Disons-le tout net : Sœur Marie-Thérèse-des-Batignolles est forcément née là, sous les assauts sournois d'un Junior absolument ingérable (mais les dessins supposés de ce gosse sont tellement géniaux !). Heureusement, à force de voir les voisins, amis etc. devenir parents, à force de ne pas être invités, le couple décide d'adopter le garçon, comme si on parlait de prendre un nouveau chat ou changer de bagnole, pour « compléter » la famille « modèle ». Le hic, c’est qu’on ne dirait pas comme ça, mais le jeune Michael Oliver est un vrai pitbull enragé, il ne peut se passer une minute sans qu’il ne fasse une bêtise, de préférence très grave. Seul le grand-père (interprété par l’excellent Jack Warden, vu dans d’innombrables séries télé mais aussi dans Tant qu'il y aura des hommes, 12 Hommes en colère, Une espèce de garce, La Taverne de l'Irlandais, Les Hommes du président, Le Bison blanc ou Mort sur le Nil, cherchez l’intrus !) le repère direct mais il n'aura pas le temps de moufter après un léger accident d’escaliers ! Il avait pourtant prévenu, et l’infect bonhomme sait sûrement de quoi il parle : « c'est le Diable » ! Les méchants sont souvent drôles !
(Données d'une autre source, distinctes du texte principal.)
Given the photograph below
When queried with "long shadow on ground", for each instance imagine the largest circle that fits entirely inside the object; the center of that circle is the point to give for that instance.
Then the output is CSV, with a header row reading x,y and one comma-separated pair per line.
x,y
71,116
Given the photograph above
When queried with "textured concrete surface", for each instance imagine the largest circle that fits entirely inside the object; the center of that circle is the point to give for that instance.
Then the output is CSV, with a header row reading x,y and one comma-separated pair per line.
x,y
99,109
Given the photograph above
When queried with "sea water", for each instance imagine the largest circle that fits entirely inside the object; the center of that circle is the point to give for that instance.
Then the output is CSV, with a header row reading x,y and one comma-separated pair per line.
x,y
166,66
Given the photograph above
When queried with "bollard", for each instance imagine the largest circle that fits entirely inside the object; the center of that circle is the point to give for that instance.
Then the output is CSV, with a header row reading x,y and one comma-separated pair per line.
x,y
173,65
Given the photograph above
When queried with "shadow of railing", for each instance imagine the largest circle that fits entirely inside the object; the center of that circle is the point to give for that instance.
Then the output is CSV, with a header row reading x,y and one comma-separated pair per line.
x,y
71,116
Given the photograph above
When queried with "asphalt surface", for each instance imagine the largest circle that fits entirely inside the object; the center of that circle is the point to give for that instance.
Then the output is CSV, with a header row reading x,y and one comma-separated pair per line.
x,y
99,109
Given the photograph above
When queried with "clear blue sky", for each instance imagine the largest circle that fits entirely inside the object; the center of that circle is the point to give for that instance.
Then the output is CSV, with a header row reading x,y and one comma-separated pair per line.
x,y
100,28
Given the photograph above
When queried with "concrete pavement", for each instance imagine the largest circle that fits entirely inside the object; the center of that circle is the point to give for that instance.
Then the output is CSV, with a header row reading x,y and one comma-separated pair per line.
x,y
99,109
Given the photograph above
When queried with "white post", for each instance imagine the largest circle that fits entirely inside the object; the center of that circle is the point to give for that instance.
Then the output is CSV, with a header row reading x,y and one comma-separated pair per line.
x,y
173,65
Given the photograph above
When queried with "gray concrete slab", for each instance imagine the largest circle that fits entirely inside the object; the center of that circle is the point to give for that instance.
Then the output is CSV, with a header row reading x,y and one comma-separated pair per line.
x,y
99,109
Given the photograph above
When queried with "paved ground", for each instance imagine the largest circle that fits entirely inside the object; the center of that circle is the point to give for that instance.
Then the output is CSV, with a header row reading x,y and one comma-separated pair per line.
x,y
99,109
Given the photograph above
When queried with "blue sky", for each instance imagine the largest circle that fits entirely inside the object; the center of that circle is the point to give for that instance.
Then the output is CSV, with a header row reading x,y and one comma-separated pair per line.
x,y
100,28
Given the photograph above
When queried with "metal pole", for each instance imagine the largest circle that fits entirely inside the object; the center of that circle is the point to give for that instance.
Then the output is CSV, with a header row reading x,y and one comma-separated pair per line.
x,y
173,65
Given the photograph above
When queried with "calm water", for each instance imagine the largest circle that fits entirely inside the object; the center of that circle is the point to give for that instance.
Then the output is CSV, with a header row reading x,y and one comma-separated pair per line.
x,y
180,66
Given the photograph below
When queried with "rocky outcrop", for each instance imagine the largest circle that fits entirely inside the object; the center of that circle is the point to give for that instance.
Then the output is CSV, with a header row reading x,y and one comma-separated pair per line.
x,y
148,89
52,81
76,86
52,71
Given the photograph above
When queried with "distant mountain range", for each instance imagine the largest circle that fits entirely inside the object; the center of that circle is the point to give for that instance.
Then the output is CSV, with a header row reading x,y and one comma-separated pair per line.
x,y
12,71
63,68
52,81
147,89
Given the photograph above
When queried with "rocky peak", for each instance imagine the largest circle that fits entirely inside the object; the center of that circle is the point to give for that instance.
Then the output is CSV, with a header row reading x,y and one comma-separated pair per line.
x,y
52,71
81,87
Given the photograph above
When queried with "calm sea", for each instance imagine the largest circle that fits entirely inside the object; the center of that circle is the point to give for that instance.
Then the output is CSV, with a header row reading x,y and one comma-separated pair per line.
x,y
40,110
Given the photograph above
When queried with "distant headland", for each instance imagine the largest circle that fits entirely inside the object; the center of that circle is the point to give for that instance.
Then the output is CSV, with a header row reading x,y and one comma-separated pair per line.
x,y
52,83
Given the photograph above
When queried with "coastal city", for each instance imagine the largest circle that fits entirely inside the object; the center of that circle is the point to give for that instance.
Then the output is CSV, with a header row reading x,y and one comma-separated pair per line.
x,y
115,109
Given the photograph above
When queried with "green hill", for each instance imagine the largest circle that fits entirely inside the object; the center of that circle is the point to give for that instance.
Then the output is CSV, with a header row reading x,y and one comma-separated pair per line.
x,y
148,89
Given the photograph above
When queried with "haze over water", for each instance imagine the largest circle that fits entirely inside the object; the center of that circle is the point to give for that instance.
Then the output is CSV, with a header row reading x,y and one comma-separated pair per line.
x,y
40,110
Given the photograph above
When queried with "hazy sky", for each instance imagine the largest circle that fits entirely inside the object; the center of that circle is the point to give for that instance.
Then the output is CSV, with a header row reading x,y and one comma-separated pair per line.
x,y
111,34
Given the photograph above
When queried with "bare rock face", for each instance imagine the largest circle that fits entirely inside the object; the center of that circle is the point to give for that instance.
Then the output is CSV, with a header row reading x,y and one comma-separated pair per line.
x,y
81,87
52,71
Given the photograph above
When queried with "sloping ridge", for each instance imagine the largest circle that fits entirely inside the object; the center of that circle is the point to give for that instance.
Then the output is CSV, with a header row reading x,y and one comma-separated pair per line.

Côté parents, le môme n’est de toute façon pas gâté : sa nouvelle mère (Amy Yasbeck, vue dans Pretty Woman, Sacré Robin des Bois, The Mask…) n’est en fait qu'une cruche superficielle et détestable qui ne pense qu’à son image et ses possessions, le père (John Ritter, acteur de séries mort trop jeune) est lui le gentil de service qui fait beaucoup d'efforts pour être un bon père mais se fait bananer en permanence, et, oui, ils arrivent, vous vous en doutez déjà, le bon sentiment et le piano larmoyant comme c'était prévu, le vrai malheur de la comédie américaine depuis toujours, et pourtant Junior le terrible est relativement bien fait pour ce genre de film, pas si consensuel que ça dans son crescendo de dinguerie, avec une belle quantité d'allusions à l'hypocrisie de l'American Way of Life, sa bande originale assez rock'n'roll et bien sûr son contingent de scènes cultes comme par exemple le jet de chat au visage, le massacre pur et simple d'une journée d'anniversaire ou ce qui reste le clou d'un spectacle pas des plus chargé : la pêche à l'ours qui s'avère parfois un sport très utile pour égayer le camping aux côtés d'insupportables beaufs.